The director focuses at first on the creative process, the emergence of the work and contradictions related to the status of the artist, but at the same time traces the lives of a dozen characters through whom the viewer is immersed in Flanders of the second half of the 16th century. It is a dark time - the Spaniards have introduced a reign of terror, pursuing "heretical" protestants, crucifying and burying them alive.

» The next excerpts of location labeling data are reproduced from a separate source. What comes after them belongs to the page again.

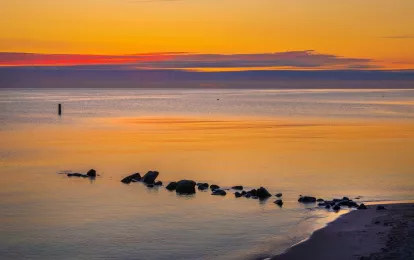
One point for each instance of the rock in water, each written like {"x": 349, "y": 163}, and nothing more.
{"x": 91, "y": 173}
{"x": 134, "y": 177}
{"x": 203, "y": 186}
{"x": 253, "y": 192}
{"x": 171, "y": 186}
{"x": 74, "y": 174}
{"x": 219, "y": 192}
{"x": 279, "y": 202}
{"x": 214, "y": 187}
{"x": 185, "y": 187}
{"x": 262, "y": 193}
{"x": 362, "y": 206}
{"x": 150, "y": 177}
{"x": 307, "y": 199}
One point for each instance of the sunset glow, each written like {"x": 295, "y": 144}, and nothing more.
{"x": 371, "y": 34}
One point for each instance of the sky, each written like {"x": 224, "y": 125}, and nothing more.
{"x": 216, "y": 35}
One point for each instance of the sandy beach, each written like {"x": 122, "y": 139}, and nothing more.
{"x": 362, "y": 234}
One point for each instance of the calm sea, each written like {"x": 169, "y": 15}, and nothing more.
{"x": 324, "y": 143}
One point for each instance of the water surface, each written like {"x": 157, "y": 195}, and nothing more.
{"x": 325, "y": 143}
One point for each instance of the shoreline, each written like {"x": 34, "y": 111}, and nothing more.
{"x": 361, "y": 234}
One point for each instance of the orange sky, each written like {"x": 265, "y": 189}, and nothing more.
{"x": 380, "y": 30}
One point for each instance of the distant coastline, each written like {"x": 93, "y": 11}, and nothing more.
{"x": 108, "y": 77}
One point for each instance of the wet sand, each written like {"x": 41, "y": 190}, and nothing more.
{"x": 362, "y": 234}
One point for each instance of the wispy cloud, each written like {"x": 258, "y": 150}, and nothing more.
{"x": 292, "y": 59}
{"x": 407, "y": 36}
{"x": 151, "y": 1}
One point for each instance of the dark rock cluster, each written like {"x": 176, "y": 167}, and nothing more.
{"x": 335, "y": 204}
{"x": 90, "y": 174}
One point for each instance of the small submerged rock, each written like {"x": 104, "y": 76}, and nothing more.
{"x": 171, "y": 186}
{"x": 74, "y": 175}
{"x": 186, "y": 187}
{"x": 149, "y": 177}
{"x": 307, "y": 199}
{"x": 279, "y": 202}
{"x": 91, "y": 173}
{"x": 214, "y": 187}
{"x": 219, "y": 192}
{"x": 132, "y": 178}
{"x": 262, "y": 193}
{"x": 202, "y": 186}
{"x": 362, "y": 206}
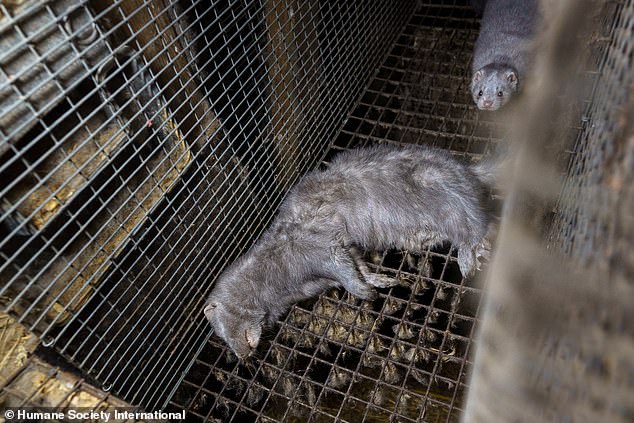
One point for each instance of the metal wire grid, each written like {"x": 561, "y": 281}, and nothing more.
{"x": 405, "y": 356}
{"x": 582, "y": 227}
{"x": 137, "y": 337}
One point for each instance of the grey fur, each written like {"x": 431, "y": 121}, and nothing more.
{"x": 501, "y": 54}
{"x": 375, "y": 198}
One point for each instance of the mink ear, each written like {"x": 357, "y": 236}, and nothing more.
{"x": 209, "y": 310}
{"x": 511, "y": 76}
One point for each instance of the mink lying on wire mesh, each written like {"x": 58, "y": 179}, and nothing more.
{"x": 374, "y": 198}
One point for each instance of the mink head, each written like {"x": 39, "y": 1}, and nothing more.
{"x": 238, "y": 327}
{"x": 493, "y": 85}
{"x": 234, "y": 309}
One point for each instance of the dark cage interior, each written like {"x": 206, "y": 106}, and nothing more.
{"x": 144, "y": 146}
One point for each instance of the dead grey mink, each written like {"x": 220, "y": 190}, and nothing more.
{"x": 374, "y": 198}
{"x": 500, "y": 57}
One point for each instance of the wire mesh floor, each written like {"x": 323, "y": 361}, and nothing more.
{"x": 405, "y": 356}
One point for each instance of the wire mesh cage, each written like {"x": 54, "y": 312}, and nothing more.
{"x": 144, "y": 146}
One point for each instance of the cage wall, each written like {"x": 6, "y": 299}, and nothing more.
{"x": 144, "y": 146}
{"x": 557, "y": 341}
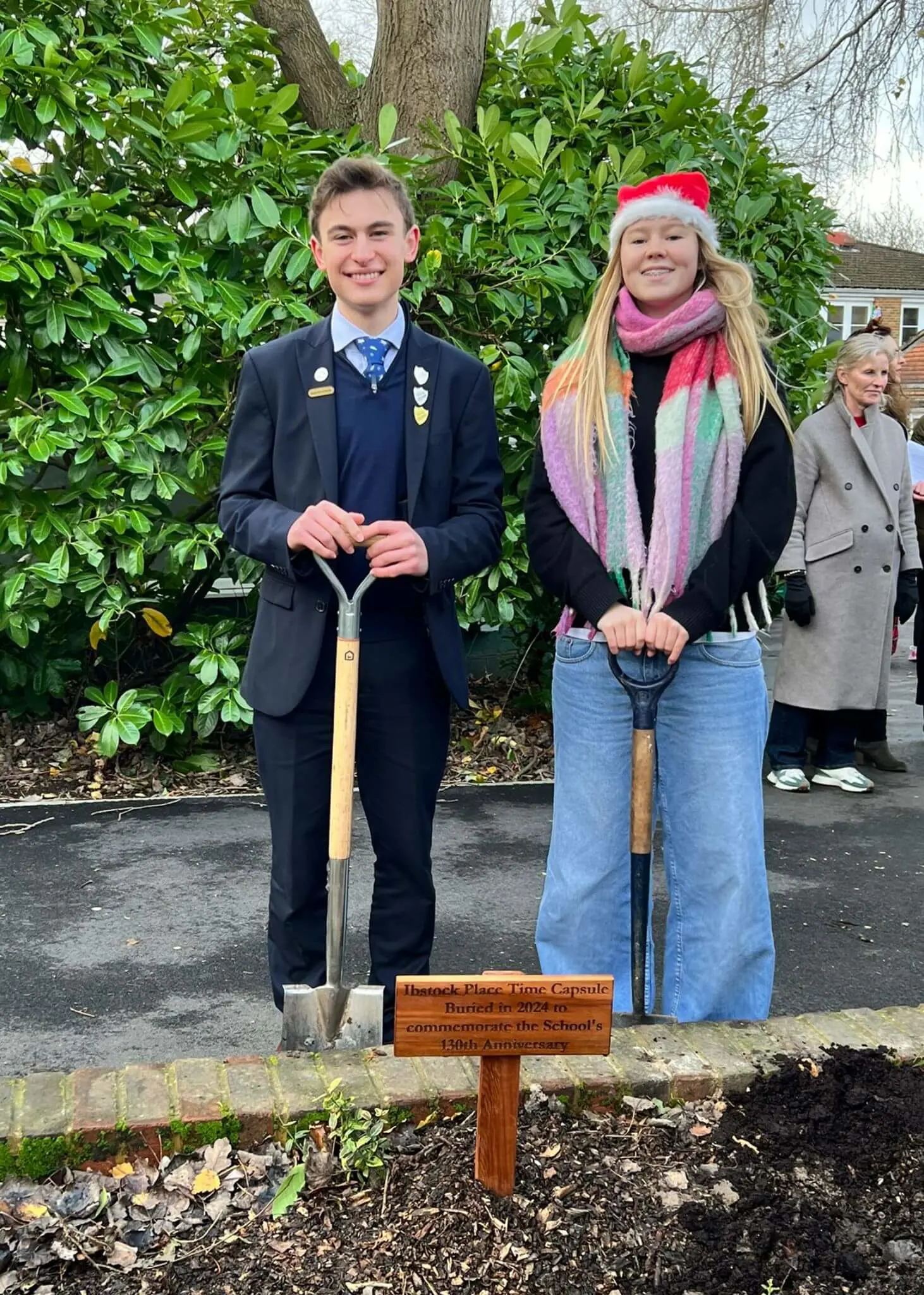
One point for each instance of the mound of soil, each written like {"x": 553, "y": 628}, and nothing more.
{"x": 812, "y": 1184}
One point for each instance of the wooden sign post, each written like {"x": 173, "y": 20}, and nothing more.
{"x": 501, "y": 1017}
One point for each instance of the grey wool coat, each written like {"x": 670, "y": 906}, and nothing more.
{"x": 854, "y": 530}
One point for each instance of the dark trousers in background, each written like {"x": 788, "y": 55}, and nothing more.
{"x": 790, "y": 728}
{"x": 401, "y": 745}
{"x": 870, "y": 725}
{"x": 919, "y": 639}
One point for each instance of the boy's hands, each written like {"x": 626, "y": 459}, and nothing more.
{"x": 395, "y": 548}
{"x": 324, "y": 529}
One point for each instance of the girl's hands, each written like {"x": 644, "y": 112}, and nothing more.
{"x": 627, "y": 630}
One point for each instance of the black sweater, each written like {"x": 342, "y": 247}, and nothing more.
{"x": 752, "y": 537}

Thus emerges a striking allegory from the parallel between the suffering of Christ depicted in the painting and the suffering of Flanders oppressed by the Spanish. Bruegel appears as a painter of great depth and modernity and the duo Gibson-Majewski as his remarkable spokesmen.

Awards:
Gdynia Film Festival 2011 (Special Jury Award, Best Scenography)
Premieres at Sundance, Rotterdam, special screening at Le Louvre

+ attended by the director and actor Dorota Lis

Followed by

Lech Majewski. The world according to Bruegel (Poland, 2010)
directed by Dagmara Drzazga, documentary, 43 mn, eng subtitles

This documentary starts as a "making of" of the film The Mill and the Cross, but develops into an in-depth reflection on what Bruegel and Majewski have to tell us about art, religion and philosophy and why this is relevant to us almost 500 years after the "Way to Calvary" was completed.